Claude Code Leak Whistleblower Reveals LLM Supply Chain Major Security Flaw: Over 20% Free Routes Exposed to Malicious Injection

BlockBeats News, April 10th, Whistleblower @Fried_rice tweeted on social media that Large Language Model (LLM) agents are increasingly relying on third-party API routers, which dispatch tool invocation requests to multiple upstream providers. These routers run as application-layer proxies, able to access each payload in plaintext during transit, but currently no provider enforces cryptographic integrity protection between the client and upstream model.

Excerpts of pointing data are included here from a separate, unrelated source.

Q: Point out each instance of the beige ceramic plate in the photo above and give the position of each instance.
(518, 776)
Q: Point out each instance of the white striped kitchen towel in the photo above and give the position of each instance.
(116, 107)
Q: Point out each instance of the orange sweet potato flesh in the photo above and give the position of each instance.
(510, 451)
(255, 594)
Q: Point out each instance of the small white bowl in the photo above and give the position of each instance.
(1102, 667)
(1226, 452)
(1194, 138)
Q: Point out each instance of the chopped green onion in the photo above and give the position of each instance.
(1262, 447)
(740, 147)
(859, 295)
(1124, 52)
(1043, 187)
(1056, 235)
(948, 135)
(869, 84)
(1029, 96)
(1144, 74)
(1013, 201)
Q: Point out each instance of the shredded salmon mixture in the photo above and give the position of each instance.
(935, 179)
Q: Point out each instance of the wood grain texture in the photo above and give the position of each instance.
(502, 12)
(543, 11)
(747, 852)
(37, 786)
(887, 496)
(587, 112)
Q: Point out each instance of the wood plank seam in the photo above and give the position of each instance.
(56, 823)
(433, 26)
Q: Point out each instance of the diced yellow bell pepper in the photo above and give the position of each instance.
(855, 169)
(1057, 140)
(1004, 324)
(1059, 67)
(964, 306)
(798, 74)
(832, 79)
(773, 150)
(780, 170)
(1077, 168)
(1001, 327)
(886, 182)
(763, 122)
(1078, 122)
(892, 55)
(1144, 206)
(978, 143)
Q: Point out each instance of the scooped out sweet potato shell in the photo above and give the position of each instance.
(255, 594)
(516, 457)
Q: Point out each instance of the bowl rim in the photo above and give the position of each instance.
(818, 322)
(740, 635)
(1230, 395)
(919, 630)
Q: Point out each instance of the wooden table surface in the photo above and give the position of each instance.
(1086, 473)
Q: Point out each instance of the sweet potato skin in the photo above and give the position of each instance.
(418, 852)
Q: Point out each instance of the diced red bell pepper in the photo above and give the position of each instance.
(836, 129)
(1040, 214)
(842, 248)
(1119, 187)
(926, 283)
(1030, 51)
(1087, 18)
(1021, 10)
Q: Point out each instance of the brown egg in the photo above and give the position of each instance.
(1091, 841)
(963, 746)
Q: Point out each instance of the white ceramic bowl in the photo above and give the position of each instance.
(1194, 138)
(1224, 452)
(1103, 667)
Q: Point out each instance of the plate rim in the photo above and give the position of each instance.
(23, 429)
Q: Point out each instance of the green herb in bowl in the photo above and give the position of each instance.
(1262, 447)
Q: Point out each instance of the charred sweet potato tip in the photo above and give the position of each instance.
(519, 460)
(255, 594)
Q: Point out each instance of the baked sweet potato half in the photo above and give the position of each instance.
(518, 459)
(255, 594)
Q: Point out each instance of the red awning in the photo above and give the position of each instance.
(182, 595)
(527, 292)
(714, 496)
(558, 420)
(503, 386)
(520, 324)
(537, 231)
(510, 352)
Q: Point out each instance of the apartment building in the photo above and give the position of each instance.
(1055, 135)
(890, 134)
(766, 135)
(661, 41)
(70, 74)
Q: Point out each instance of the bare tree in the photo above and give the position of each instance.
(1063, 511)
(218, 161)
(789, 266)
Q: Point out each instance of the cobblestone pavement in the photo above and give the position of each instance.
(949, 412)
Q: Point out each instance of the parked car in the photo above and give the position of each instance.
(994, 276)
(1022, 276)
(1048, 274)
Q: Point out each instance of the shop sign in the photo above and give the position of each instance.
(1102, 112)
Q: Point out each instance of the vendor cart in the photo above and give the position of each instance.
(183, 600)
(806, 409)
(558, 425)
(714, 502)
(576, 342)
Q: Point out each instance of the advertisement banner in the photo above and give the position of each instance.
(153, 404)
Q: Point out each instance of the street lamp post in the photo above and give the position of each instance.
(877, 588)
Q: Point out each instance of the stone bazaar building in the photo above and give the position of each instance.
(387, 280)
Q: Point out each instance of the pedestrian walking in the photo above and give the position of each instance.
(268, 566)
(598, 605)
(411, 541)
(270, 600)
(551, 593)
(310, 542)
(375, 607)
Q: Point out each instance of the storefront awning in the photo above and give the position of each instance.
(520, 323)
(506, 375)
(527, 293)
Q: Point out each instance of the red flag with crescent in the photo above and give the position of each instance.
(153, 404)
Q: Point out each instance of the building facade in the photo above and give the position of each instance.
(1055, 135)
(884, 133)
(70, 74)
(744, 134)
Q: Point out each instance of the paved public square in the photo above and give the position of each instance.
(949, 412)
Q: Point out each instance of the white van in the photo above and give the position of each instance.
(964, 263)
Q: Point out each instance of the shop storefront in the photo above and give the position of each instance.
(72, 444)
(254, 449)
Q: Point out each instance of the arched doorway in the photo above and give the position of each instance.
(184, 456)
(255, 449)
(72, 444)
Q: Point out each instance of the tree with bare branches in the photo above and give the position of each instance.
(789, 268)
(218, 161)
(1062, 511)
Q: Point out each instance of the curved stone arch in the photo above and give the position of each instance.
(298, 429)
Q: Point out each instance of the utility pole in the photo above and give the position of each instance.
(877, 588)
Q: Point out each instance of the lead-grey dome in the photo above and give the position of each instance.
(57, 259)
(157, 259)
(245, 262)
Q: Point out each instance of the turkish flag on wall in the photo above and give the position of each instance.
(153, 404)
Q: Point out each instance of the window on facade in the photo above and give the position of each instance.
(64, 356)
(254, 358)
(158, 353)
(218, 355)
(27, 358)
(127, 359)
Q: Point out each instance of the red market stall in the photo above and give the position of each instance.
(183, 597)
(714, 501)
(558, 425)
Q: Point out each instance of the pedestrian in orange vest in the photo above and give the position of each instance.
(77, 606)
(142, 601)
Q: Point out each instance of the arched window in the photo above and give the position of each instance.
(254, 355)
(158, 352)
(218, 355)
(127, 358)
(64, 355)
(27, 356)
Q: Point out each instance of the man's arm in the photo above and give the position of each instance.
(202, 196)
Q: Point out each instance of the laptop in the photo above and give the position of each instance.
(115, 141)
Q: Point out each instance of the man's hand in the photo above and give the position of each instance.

The paper tested 28 paid routers purchased from Taobao, Xianyu, and Shopify standalone stores, as well as 400 free routers collected from the public community, finding that 1 paid router and 8 free routers are actively injecting malicious code, 2 deployed adaptive evasion triggers, 17 touched the researchers' AWS Canary credential, and 1 stole ETH from the researchers' private key.

Two poisoning studies further demonstrated that seemingly harmless routers can also be exploited: a leaked OpenAI key was used to generate 1 billion GPT-5.4 tokens and over 7 Codex sessions; while poorly configured bait generated 20 billion billing tokens, 99 credentials spanning 440 Codex sessions, and 401 sessions running in autonomous YOLO mode.

The research team built a research agent called Mine, capable of executing all four types of attacks on four open proxy frameworks, and validated three client-side defense measures: failure block policy gating, response-side anomaly screening, and append-only transparent logging.